All eyes will be on George Lagong whom SNAP claims is its man although he won the Pelagus seat as an independent.
Party secretary-general Stanley Jugol said Lagong was a current member of SNAP and had contested in Pelagus due to a last-minute change in strategy.
Jugol said Lagong was originaly slated to contest under the SNAP ticket in the remote Baleh constituency against Parti Rakyat Sarawak (PRS) president James Masing.
“We had announced Lagong’s name for the Baleh seat at our earlier press conferences. Lagong is a SNAP member.
“But at the last minute, he decided to switch strategy and contest in Pelagus because of family pressure, ” he said, adding that Lagong is Larry Sng’s nephew. Partyless Sng was dropped by BN from contesting this time.
Jugol explained that when Barisan Nasional (BN) failed to name Sng as a candidate, his family had immediately contacted Lagong and told him to contest in Pelagus.
“It all happened very fast. SNAP was aware of Lagong’s decision and agreed for him to contest in Pelagus under SNAP ticket.
“But due to logistical reasons – Baleh is very far upriver from Kapit – we could not deliver him the letter of authority in time for him to submit his nominations in Pelagus as a SNAP candidate.
“So Lagong contested as an independent but he is a SNAP member,” Jugol told FMT, adding that Lagong had given SNAP permission to announce this fact.
Jugol, however, did say that although Lagong was a SNAP representative, it would not be recognised in the State Legislative Assembly.
“In the state assembly he will be considered an independent because he won the seat as an independent,” Jugol added.
Lagong was the only independent among 41 independents who won a seat in the recent Sarawak state election.
He defeated BN-PRS candidate Stanley Nyitar by 2,837 votes. Lagong secured 5,740 votes against Stanley’s 2,903.
The PKR candidate, Edward Sumbang Asun, managed to secure 1,171 votes.
SNAP not wiped out
In 2006, Sng won the seat under a PRS ticket but Masing sacked him from the party in 2009 for insubordination.
Sng has been partyless since and Masing’s adamant refusal to accept him back into PRS or for that matter allow any other BN partners to accept him resulted in BN dropping him as a candidate despite Sng being Taib’s blue-eyed boy.
Masing has blamed PRS’ loss in Pelagus in Saturday’s election to “money politics”.
“The pride of the poor communities is as deep as their pockets. This is most evident in politics,” he had said.

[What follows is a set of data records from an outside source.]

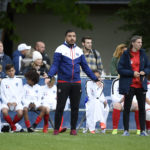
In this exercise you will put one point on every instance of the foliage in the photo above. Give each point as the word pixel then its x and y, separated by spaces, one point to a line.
pixel 69 10
pixel 137 19
pixel 64 141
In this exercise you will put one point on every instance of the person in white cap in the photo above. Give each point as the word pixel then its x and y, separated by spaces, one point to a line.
pixel 37 64
pixel 18 55
pixel 11 94
pixel 97 109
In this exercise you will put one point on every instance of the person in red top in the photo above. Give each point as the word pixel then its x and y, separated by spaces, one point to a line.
pixel 133 68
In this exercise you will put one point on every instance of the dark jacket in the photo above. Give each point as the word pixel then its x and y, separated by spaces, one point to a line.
pixel 43 69
pixel 16 60
pixel 126 72
pixel 4 61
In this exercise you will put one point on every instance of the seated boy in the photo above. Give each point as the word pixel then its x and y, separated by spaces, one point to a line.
pixel 49 101
pixel 97 108
pixel 117 104
pixel 147 106
pixel 32 99
pixel 11 94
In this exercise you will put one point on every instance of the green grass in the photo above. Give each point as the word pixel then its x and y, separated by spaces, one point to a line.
pixel 64 141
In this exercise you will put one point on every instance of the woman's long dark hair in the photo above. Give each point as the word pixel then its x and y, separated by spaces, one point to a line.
pixel 133 39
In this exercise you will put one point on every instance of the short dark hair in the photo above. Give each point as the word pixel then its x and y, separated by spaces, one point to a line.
pixel 85 38
pixel 32 75
pixel 68 31
pixel 9 66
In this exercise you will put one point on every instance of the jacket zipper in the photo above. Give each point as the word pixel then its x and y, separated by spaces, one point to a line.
pixel 72 64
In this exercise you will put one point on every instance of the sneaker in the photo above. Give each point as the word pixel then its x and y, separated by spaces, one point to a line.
pixel 126 133
pixel 143 133
pixel 103 125
pixel 103 131
pixel 73 132
pixel 34 125
pixel 114 132
pixel 13 128
pixel 30 129
pixel 138 132
pixel 85 130
pixel 148 131
pixel 45 129
pixel 55 132
pixel 93 132
pixel 61 130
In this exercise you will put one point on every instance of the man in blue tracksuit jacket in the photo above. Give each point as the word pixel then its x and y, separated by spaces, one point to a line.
pixel 67 60
pixel 133 68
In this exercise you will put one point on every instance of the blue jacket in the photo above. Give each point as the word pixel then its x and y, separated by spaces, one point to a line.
pixel 66 63
pixel 16 60
pixel 126 72
pixel 4 61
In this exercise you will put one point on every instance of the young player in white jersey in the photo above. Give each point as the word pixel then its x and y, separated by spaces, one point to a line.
pixel 49 101
pixel 117 104
pixel 97 108
pixel 147 106
pixel 32 99
pixel 11 94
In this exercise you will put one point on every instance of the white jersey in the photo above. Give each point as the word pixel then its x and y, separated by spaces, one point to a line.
pixel 94 91
pixel 49 96
pixel 95 110
pixel 32 94
pixel 11 90
pixel 115 96
pixel 147 106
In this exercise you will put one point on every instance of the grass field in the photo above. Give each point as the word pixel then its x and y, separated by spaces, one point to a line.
pixel 64 141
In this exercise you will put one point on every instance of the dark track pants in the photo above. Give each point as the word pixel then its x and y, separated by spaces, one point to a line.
pixel 141 97
pixel 65 90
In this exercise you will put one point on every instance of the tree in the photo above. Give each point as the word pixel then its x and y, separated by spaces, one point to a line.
pixel 137 19
pixel 69 10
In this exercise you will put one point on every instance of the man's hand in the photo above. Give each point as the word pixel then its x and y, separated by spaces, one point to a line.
pixel 136 74
pixel 9 104
pixel 99 83
pixel 142 73
pixel 47 80
pixel 32 106
pixel 122 100
pixel 105 104
pixel 14 104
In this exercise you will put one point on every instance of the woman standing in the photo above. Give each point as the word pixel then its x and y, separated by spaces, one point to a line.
pixel 116 57
pixel 133 68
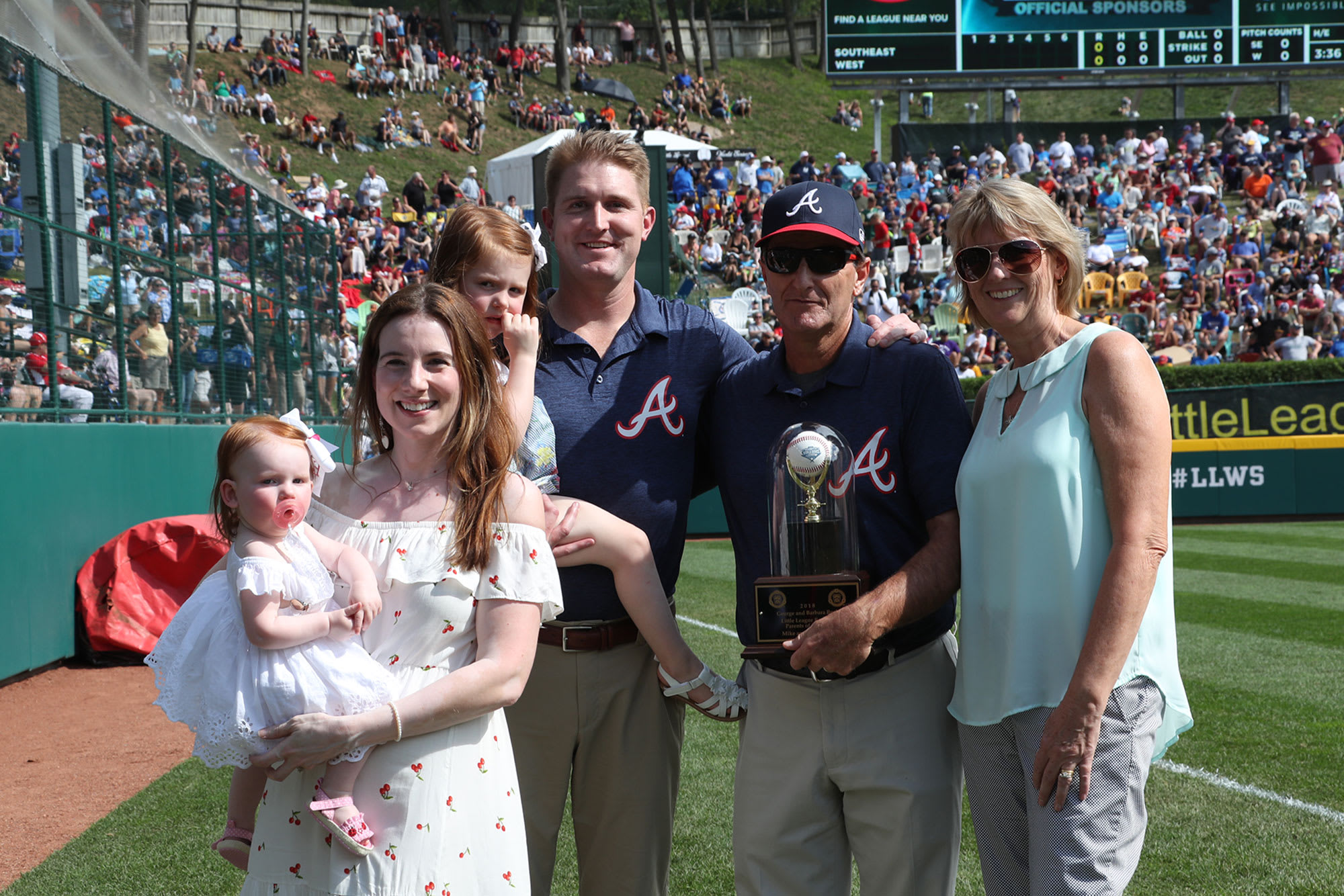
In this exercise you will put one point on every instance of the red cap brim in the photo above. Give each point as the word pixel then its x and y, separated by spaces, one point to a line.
pixel 816 229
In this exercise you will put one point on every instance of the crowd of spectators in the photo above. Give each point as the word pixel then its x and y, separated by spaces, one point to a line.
pixel 182 222
pixel 1214 248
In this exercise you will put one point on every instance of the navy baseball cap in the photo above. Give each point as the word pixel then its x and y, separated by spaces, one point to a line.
pixel 816 206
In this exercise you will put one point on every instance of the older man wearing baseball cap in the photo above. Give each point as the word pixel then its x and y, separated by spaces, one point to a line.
pixel 849 752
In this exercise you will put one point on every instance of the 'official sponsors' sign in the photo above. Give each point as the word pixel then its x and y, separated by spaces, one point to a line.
pixel 1257 412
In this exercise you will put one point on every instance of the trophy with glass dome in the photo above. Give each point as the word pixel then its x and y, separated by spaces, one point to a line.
pixel 814 538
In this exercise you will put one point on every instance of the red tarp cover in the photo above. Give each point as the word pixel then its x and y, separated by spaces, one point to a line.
pixel 132 586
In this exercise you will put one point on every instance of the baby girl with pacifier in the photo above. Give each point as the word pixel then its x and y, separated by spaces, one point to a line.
pixel 264 640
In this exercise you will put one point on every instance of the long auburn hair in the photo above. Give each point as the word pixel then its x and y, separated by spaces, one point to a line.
pixel 478 447
pixel 471 234
pixel 237 440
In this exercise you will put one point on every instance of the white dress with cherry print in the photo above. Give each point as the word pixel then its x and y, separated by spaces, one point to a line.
pixel 444 807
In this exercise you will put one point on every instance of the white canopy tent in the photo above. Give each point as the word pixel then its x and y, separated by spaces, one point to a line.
pixel 511 174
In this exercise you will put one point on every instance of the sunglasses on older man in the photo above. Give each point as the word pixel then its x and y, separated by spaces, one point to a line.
pixel 825 260
pixel 1019 257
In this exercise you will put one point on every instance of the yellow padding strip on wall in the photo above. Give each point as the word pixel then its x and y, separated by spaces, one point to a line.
pixel 1269 444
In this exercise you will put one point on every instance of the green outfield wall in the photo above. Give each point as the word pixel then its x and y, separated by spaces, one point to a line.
pixel 72 490
pixel 75 488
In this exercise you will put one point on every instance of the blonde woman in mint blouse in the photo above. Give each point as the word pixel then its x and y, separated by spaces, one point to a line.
pixel 1068 684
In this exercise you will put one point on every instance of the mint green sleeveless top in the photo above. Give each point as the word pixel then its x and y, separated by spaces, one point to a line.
pixel 1034 543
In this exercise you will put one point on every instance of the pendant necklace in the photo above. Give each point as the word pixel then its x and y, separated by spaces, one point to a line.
pixel 412 486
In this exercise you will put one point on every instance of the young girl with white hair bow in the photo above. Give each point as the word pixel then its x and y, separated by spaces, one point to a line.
pixel 263 639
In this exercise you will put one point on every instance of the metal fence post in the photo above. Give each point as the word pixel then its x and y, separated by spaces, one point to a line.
pixel 115 236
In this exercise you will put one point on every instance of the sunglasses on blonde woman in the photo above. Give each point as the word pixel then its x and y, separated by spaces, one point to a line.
pixel 1019 257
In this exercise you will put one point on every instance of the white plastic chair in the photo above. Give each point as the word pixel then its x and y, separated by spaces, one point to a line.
pixel 932 261
pixel 749 296
pixel 1296 206
pixel 736 312
pixel 900 261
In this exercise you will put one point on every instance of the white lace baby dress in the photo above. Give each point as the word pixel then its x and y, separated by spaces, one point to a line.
pixel 444 805
pixel 225 688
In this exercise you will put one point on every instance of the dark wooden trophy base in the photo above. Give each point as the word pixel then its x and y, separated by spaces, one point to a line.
pixel 787 605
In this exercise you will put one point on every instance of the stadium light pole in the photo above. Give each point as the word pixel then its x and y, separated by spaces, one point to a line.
pixel 878 103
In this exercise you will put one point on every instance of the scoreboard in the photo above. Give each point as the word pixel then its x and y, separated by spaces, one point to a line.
pixel 920 38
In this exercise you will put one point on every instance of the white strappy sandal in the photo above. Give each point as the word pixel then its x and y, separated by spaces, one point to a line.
pixel 728 703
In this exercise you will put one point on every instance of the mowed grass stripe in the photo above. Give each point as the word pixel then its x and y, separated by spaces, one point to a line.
pixel 1205 842
pixel 1292 541
pixel 1325 554
pixel 1267 619
pixel 1308 674
pixel 1282 569
pixel 1288 746
pixel 1260 588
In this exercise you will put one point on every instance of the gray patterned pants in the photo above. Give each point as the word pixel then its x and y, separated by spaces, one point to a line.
pixel 1091 848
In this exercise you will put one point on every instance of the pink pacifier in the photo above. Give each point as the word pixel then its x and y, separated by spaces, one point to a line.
pixel 288 514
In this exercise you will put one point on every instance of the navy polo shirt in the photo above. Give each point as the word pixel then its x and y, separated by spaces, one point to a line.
pixel 626 429
pixel 902 413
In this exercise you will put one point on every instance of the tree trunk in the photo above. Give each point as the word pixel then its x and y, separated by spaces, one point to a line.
pixel 696 38
pixel 677 33
pixel 792 29
pixel 515 24
pixel 448 33
pixel 192 40
pixel 303 41
pixel 142 37
pixel 562 48
pixel 709 34
pixel 658 34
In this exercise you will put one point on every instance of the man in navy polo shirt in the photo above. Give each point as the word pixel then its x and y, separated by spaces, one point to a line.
pixel 624 375
pixel 847 749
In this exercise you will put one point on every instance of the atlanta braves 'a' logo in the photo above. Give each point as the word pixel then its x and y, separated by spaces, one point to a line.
pixel 811 201
pixel 869 461
pixel 658 405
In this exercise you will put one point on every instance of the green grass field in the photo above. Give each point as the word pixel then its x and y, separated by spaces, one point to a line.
pixel 1261 621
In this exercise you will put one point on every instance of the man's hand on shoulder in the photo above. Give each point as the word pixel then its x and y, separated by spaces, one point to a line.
pixel 892 331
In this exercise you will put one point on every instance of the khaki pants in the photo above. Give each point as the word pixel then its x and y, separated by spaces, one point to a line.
pixel 869 768
pixel 600 723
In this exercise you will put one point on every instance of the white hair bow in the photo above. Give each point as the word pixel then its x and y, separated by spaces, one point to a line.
pixel 319 448
pixel 538 249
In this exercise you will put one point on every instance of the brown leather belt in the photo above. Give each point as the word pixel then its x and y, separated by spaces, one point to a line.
pixel 600 636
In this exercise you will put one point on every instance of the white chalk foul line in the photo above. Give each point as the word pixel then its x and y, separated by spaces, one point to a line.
pixel 709 625
pixel 1251 791
pixel 1166 765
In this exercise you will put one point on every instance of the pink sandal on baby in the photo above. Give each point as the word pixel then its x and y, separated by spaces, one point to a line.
pixel 353 834
pixel 236 846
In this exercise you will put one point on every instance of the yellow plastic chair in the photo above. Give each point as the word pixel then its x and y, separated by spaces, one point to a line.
pixel 1130 283
pixel 1099 283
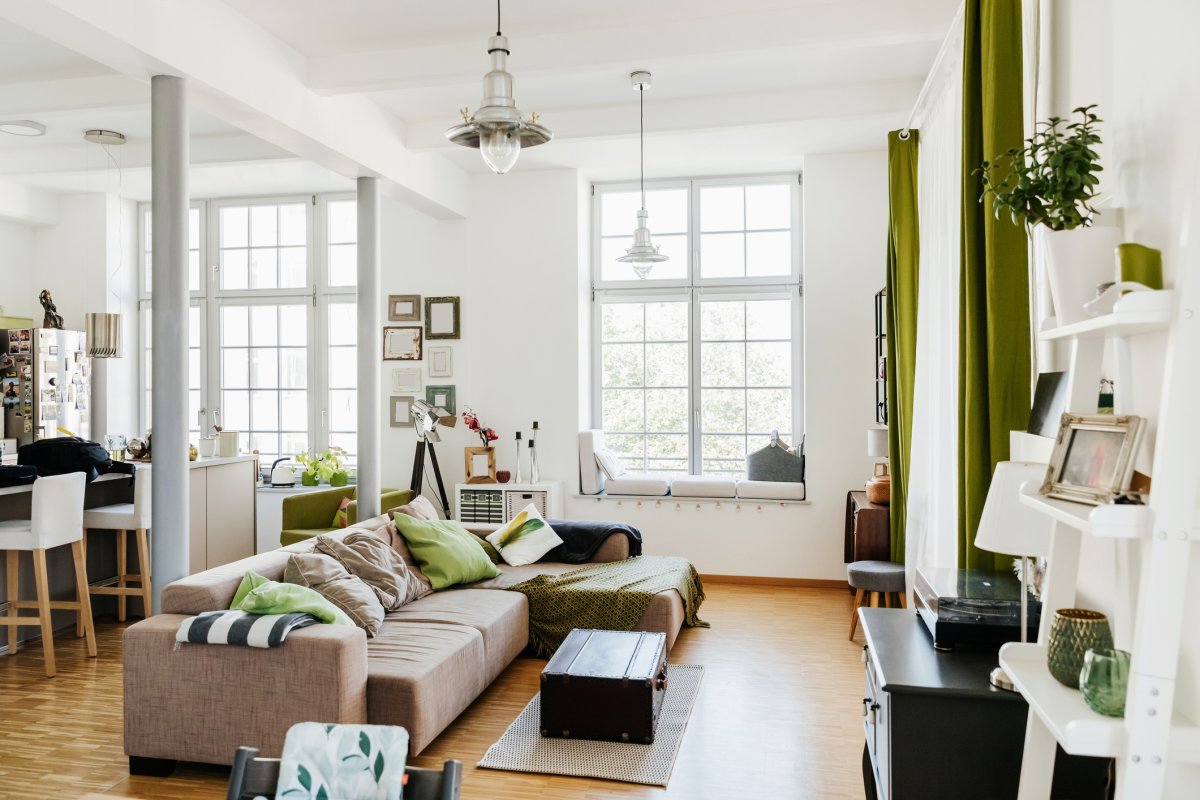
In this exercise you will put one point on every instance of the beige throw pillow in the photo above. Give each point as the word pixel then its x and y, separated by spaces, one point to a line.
pixel 330 579
pixel 378 565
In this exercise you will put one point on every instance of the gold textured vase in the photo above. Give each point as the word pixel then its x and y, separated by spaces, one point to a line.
pixel 1073 633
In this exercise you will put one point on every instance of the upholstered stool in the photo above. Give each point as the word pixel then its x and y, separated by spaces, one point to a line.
pixel 124 517
pixel 55 519
pixel 870 579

Yesterday, SNAP president Edwin Dundang had announced that the party was not “wiped out” in the election as widely reported.
“Lagong contested in Pelagus with the full knowledge of the party. When he was unable to get the letter of authority from me, he had to contest as an independent.
“He could not be present today at the meeting as he had some commitment,” he said, dispelling rumours that Lagong was open to offers from other BN coalition partners.
Word here is that Lagong, who is currently in Brunei, is being wooed by Masing who is eyeing the post of deputy chief minister.
Except for Pelagus, PRS won all its eight out of nine seats contested in Saturday’s polls.
Masing is bent on getting Lagong and bolstering his party’s credentials as having delivered 100% of its seat.
Sarawak Democratic Progressive Party (SPDP), another Dayak-dominated BN component, won six out of eight seats it contested.